Por ello era inmensamente rico y feliz. En ocasiones, si estaba de buen humor, solicitaba lluvia para bañarse nada más. En pleno verano, por simple vanidad, solicitaba una extensión de la intensidad del sol. Pasaban hasta dos años de suprema sequedad en aquellos parajes, con sus terribles consecuencias. No le importaba las secuelas de sus actos, total, llovía y se producía de todo en grandes cantidades en los espacios y en los momentos decididos por él; era eso lo único que le importaba. En ocasiones, solo por diversión, hacía ocultarse el sol y que apareciera la luna o todo lo contrario, que en pleno conticinio solitario y romántico, irrumpiera el sol de manera sorpresiva. Las consecuencias eran devastadoras. Hasta hubo un tiempo en que las olas se daban de manera invertida, y las mareas dejaban de serlo para terror de la luna.

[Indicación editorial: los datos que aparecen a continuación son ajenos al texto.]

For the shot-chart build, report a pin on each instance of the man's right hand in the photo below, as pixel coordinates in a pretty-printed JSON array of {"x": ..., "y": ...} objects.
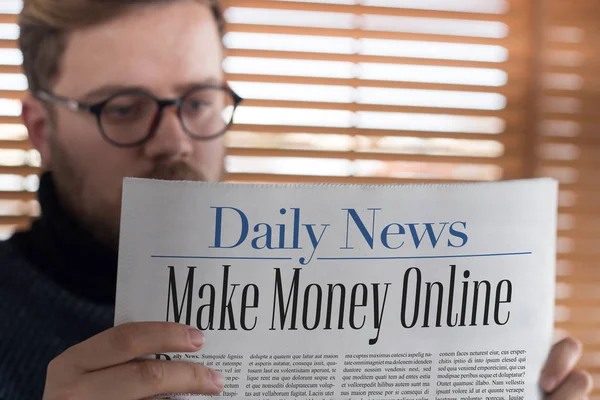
[{"x": 107, "y": 366}]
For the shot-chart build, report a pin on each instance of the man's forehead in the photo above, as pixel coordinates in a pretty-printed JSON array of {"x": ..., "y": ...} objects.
[{"x": 158, "y": 47}]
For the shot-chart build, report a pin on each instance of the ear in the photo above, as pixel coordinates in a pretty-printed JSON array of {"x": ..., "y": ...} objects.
[{"x": 37, "y": 121}]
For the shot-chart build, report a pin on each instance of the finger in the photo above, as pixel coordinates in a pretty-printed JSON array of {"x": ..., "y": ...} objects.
[
  {"x": 576, "y": 386},
  {"x": 147, "y": 378},
  {"x": 561, "y": 361},
  {"x": 127, "y": 342}
]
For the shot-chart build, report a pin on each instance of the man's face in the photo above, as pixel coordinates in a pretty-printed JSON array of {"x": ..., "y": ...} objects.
[{"x": 165, "y": 49}]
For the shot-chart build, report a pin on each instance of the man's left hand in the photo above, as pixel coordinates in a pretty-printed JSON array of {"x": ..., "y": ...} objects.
[{"x": 560, "y": 380}]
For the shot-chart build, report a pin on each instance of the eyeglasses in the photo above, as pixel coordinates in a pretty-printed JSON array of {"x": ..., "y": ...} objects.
[{"x": 130, "y": 118}]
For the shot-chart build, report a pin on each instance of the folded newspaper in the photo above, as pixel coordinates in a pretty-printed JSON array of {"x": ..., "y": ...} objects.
[{"x": 348, "y": 292}]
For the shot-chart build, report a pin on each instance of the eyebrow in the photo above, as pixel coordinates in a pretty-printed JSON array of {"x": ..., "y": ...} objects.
[{"x": 109, "y": 90}]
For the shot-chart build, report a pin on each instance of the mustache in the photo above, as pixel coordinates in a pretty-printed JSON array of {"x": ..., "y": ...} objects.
[{"x": 175, "y": 171}]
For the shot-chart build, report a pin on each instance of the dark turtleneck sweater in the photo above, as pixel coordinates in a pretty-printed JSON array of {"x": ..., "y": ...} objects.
[{"x": 57, "y": 289}]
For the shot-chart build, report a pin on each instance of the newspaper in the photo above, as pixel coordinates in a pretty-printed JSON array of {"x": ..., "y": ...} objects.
[{"x": 348, "y": 292}]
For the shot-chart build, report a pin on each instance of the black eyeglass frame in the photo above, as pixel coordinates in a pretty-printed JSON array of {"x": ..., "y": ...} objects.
[{"x": 97, "y": 108}]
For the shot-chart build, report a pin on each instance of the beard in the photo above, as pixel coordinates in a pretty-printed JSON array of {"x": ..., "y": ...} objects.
[{"x": 98, "y": 211}]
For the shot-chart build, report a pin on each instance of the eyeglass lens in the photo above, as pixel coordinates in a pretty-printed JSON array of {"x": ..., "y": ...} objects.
[{"x": 204, "y": 113}]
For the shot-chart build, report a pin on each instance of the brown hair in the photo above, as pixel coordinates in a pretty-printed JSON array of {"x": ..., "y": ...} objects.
[{"x": 45, "y": 25}]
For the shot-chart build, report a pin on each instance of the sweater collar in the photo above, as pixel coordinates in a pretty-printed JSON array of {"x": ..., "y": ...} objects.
[{"x": 67, "y": 253}]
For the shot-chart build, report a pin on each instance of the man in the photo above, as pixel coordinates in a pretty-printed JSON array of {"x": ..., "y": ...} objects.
[{"x": 120, "y": 88}]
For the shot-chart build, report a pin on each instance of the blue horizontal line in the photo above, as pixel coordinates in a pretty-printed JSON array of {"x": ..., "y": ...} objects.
[
  {"x": 426, "y": 257},
  {"x": 224, "y": 258}
]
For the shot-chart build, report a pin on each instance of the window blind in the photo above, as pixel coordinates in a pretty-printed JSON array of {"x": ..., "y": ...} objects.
[{"x": 569, "y": 150}]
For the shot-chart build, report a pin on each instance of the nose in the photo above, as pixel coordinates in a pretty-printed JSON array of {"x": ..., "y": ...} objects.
[{"x": 170, "y": 142}]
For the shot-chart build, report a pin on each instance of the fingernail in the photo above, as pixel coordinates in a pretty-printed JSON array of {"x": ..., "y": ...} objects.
[
  {"x": 196, "y": 337},
  {"x": 548, "y": 383},
  {"x": 217, "y": 378}
]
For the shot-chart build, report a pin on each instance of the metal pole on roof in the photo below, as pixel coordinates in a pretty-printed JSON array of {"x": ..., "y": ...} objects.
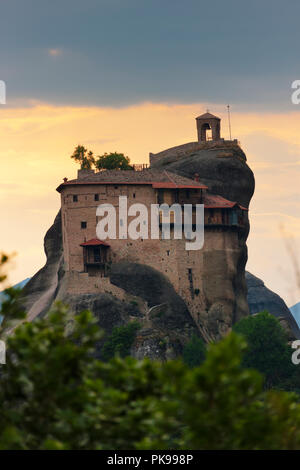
[{"x": 229, "y": 124}]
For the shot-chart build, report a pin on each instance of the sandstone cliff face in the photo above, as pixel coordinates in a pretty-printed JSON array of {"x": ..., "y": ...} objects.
[
  {"x": 166, "y": 323},
  {"x": 41, "y": 290},
  {"x": 261, "y": 298},
  {"x": 223, "y": 168}
]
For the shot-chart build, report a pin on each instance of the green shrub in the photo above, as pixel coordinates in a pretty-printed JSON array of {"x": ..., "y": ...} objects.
[{"x": 268, "y": 350}]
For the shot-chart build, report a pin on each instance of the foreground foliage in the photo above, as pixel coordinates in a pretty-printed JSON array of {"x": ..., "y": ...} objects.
[
  {"x": 268, "y": 349},
  {"x": 54, "y": 394}
]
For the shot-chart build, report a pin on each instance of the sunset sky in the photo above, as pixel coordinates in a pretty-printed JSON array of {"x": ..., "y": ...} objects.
[{"x": 131, "y": 76}]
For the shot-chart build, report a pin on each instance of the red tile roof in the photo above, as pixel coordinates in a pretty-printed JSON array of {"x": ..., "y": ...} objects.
[
  {"x": 155, "y": 178},
  {"x": 214, "y": 201},
  {"x": 94, "y": 242},
  {"x": 208, "y": 116}
]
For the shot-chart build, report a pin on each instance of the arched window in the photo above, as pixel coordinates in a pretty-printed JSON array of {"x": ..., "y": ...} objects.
[{"x": 206, "y": 132}]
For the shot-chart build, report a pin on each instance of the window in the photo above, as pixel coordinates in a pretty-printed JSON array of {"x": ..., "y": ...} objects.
[
  {"x": 160, "y": 196},
  {"x": 97, "y": 255}
]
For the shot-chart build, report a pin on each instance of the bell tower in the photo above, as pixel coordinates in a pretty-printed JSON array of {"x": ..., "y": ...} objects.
[{"x": 208, "y": 127}]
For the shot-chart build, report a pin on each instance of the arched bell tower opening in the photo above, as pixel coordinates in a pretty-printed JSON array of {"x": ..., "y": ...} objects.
[{"x": 208, "y": 127}]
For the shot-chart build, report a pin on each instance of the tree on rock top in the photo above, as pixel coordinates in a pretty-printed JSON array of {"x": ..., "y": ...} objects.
[
  {"x": 83, "y": 156},
  {"x": 113, "y": 161}
]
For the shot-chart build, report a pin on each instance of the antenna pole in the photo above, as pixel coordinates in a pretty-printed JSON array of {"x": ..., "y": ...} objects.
[{"x": 229, "y": 124}]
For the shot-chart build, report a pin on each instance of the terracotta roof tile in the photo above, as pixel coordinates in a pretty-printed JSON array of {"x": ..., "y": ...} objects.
[{"x": 156, "y": 178}]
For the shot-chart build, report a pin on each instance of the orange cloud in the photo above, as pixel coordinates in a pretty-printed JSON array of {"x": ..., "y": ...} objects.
[{"x": 36, "y": 143}]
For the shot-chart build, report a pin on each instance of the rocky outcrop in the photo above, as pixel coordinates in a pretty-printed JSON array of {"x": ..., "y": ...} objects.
[
  {"x": 222, "y": 167},
  {"x": 261, "y": 298},
  {"x": 42, "y": 288},
  {"x": 165, "y": 320}
]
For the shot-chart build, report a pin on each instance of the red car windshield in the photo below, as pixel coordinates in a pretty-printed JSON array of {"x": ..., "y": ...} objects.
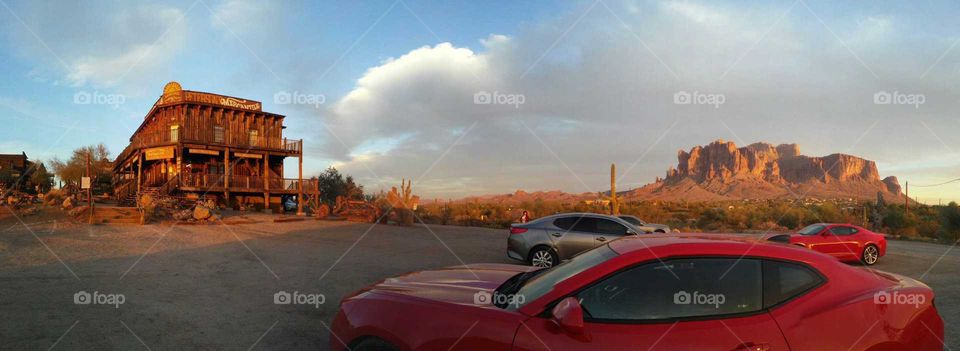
[
  {"x": 812, "y": 229},
  {"x": 544, "y": 282}
]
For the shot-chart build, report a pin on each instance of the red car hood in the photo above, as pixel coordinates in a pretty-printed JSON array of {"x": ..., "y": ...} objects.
[{"x": 456, "y": 284}]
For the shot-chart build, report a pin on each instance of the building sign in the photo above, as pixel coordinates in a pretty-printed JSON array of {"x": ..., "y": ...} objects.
[
  {"x": 241, "y": 104},
  {"x": 207, "y": 98},
  {"x": 204, "y": 152},
  {"x": 240, "y": 154},
  {"x": 159, "y": 153}
]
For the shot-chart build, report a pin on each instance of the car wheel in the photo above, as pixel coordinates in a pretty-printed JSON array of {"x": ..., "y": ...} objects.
[
  {"x": 870, "y": 255},
  {"x": 373, "y": 344},
  {"x": 543, "y": 257}
]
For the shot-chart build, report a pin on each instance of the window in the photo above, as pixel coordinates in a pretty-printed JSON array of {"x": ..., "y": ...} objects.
[
  {"x": 783, "y": 281},
  {"x": 218, "y": 134},
  {"x": 543, "y": 283},
  {"x": 812, "y": 229},
  {"x": 565, "y": 223},
  {"x": 631, "y": 220},
  {"x": 586, "y": 225},
  {"x": 678, "y": 288},
  {"x": 606, "y": 226},
  {"x": 842, "y": 230}
]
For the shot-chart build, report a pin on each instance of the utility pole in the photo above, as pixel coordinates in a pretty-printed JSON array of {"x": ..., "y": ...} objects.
[
  {"x": 89, "y": 192},
  {"x": 906, "y": 195}
]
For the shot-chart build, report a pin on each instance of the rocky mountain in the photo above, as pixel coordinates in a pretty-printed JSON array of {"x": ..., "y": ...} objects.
[{"x": 721, "y": 170}]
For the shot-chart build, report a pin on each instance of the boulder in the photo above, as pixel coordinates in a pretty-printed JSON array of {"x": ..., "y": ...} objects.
[
  {"x": 67, "y": 203},
  {"x": 201, "y": 213}
]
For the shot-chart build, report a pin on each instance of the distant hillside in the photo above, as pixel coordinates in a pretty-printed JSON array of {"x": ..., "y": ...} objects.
[{"x": 723, "y": 171}]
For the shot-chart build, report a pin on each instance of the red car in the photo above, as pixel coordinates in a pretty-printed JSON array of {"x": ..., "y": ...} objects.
[
  {"x": 846, "y": 242},
  {"x": 654, "y": 292}
]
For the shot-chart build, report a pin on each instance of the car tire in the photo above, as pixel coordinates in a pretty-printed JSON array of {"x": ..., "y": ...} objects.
[
  {"x": 542, "y": 256},
  {"x": 870, "y": 255},
  {"x": 374, "y": 344}
]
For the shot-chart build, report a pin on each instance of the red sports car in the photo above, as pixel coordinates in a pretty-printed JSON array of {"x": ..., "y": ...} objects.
[
  {"x": 846, "y": 242},
  {"x": 654, "y": 292}
]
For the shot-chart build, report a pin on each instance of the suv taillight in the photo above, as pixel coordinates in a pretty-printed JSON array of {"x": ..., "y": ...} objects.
[{"x": 517, "y": 230}]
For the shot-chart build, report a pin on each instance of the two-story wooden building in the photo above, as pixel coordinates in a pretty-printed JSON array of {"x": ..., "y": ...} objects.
[{"x": 200, "y": 145}]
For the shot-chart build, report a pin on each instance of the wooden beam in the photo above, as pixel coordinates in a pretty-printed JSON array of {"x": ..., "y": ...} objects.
[
  {"x": 266, "y": 180},
  {"x": 226, "y": 176},
  {"x": 300, "y": 187}
]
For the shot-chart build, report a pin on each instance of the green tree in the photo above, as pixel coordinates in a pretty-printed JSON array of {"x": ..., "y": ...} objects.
[
  {"x": 72, "y": 170},
  {"x": 333, "y": 184}
]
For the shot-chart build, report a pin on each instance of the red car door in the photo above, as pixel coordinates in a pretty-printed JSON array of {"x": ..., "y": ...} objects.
[{"x": 680, "y": 304}]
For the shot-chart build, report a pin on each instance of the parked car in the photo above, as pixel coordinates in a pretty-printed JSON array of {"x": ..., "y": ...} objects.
[
  {"x": 668, "y": 292},
  {"x": 546, "y": 241},
  {"x": 644, "y": 226},
  {"x": 846, "y": 242}
]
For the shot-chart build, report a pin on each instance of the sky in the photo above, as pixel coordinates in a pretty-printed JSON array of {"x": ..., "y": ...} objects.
[{"x": 481, "y": 97}]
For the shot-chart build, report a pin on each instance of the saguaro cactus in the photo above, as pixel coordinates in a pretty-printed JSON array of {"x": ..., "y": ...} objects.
[
  {"x": 613, "y": 198},
  {"x": 403, "y": 202}
]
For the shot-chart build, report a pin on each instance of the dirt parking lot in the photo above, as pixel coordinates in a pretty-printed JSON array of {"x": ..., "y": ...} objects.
[{"x": 211, "y": 287}]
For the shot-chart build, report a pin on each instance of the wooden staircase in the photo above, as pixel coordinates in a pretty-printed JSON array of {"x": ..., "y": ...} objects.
[{"x": 112, "y": 215}]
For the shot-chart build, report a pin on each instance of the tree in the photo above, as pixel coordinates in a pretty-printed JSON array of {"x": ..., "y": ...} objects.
[
  {"x": 333, "y": 184},
  {"x": 41, "y": 178},
  {"x": 73, "y": 169}
]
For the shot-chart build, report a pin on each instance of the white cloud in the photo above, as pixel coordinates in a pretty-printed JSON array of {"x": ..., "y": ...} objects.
[{"x": 99, "y": 44}]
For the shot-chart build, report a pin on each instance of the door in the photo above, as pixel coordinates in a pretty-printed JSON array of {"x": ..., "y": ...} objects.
[
  {"x": 680, "y": 304},
  {"x": 609, "y": 230},
  {"x": 847, "y": 245},
  {"x": 573, "y": 235}
]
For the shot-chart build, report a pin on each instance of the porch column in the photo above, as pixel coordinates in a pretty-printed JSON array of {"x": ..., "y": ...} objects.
[
  {"x": 226, "y": 176},
  {"x": 266, "y": 181},
  {"x": 300, "y": 185},
  {"x": 139, "y": 171}
]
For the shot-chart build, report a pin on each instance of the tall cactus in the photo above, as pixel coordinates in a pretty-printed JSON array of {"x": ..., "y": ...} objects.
[
  {"x": 613, "y": 198},
  {"x": 403, "y": 202}
]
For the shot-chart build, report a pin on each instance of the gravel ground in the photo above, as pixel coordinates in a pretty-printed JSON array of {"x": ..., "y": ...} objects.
[{"x": 211, "y": 287}]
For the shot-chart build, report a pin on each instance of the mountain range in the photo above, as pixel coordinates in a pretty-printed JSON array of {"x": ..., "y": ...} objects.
[{"x": 723, "y": 171}]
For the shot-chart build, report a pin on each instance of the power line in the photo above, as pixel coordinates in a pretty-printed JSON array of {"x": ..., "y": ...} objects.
[{"x": 939, "y": 184}]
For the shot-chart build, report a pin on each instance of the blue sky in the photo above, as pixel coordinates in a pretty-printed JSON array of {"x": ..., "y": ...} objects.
[{"x": 398, "y": 79}]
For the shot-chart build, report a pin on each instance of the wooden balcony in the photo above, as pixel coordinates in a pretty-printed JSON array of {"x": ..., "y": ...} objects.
[
  {"x": 238, "y": 183},
  {"x": 240, "y": 143}
]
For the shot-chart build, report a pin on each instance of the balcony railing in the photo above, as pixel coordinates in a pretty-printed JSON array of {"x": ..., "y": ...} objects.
[
  {"x": 241, "y": 142},
  {"x": 215, "y": 181}
]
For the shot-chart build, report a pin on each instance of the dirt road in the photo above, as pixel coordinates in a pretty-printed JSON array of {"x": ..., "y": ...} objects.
[{"x": 212, "y": 287}]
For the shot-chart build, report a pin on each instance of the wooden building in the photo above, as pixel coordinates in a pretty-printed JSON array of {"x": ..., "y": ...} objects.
[{"x": 200, "y": 145}]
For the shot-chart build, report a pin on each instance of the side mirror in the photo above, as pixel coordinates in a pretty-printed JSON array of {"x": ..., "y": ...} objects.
[{"x": 568, "y": 315}]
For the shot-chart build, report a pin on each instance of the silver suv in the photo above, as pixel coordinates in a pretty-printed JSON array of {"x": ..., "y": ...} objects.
[{"x": 546, "y": 241}]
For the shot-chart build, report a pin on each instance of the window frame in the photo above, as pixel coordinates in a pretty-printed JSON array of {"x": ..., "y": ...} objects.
[
  {"x": 851, "y": 230},
  {"x": 546, "y": 313},
  {"x": 626, "y": 229}
]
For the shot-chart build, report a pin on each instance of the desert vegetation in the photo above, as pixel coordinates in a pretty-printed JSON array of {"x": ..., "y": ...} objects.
[{"x": 923, "y": 222}]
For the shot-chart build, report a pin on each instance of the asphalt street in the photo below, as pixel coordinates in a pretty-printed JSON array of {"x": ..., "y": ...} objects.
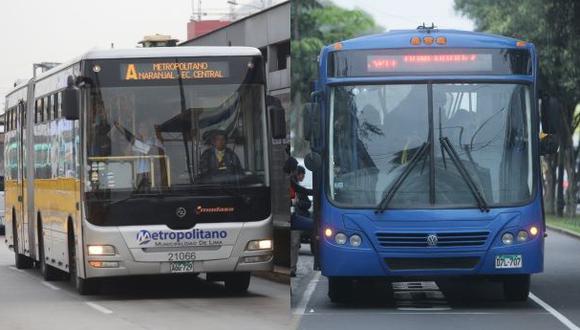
[
  {"x": 447, "y": 304},
  {"x": 28, "y": 303}
]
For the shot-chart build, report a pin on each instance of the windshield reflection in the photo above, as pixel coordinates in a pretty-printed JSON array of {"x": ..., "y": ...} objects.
[
  {"x": 377, "y": 130},
  {"x": 159, "y": 137}
]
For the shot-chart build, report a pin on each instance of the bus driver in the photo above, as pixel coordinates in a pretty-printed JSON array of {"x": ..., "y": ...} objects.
[{"x": 219, "y": 158}]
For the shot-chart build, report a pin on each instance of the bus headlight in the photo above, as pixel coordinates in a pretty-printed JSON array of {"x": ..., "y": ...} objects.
[
  {"x": 507, "y": 238},
  {"x": 104, "y": 264},
  {"x": 355, "y": 240},
  {"x": 340, "y": 239},
  {"x": 101, "y": 250},
  {"x": 264, "y": 244}
]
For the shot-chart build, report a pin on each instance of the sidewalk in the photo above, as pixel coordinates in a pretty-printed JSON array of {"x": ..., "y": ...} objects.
[{"x": 563, "y": 231}]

Pronto se cansó de manejar la voluntad de aquellos seres inferiores. Dedujo, de manera maligna, que si la serpiente que se arrastra y el caballo que lleva a la gente sobre su lomo, mataron a su adorado padre; si existían era porque estaban vivos. Quería exterminarlos, pero que no fuere muy fácil para ellos. Los animales eran los únicos culpables, las plantas sólo se dejaban comer, ya que no podían evitarlo por más espinas inmensas que tuviesen, pensaba aquel ser demoníaco. Se prometió hacerlos sufrir, y vaya de qué modo. Recordó Pancho cuando era niño y los brazos de una fiebre sin paragón lo abrazaban hasta ahogarle sin remedio alguno, que en esa ocasión un pollo, mediante solo una mirada; le pidió ayuda y él intercedió ante su madre para que le perdonara la vida. De esa manera, pensó Pancho, se había iniciado una epopeya altruista, que por obra de la divinidad, fulguraba para preservar lo muy estimado, la vida. Y era precisamente en ese instante de la vida animal, cuando eran llevados al sacrificio, cuando desataría su venganza, por lo que no visualizó mejor sitio para tal propósito que el matadero; aquel sitio aterrador que siempre lo mantuvo alejado, por su permanente olor a sangre y a muerte.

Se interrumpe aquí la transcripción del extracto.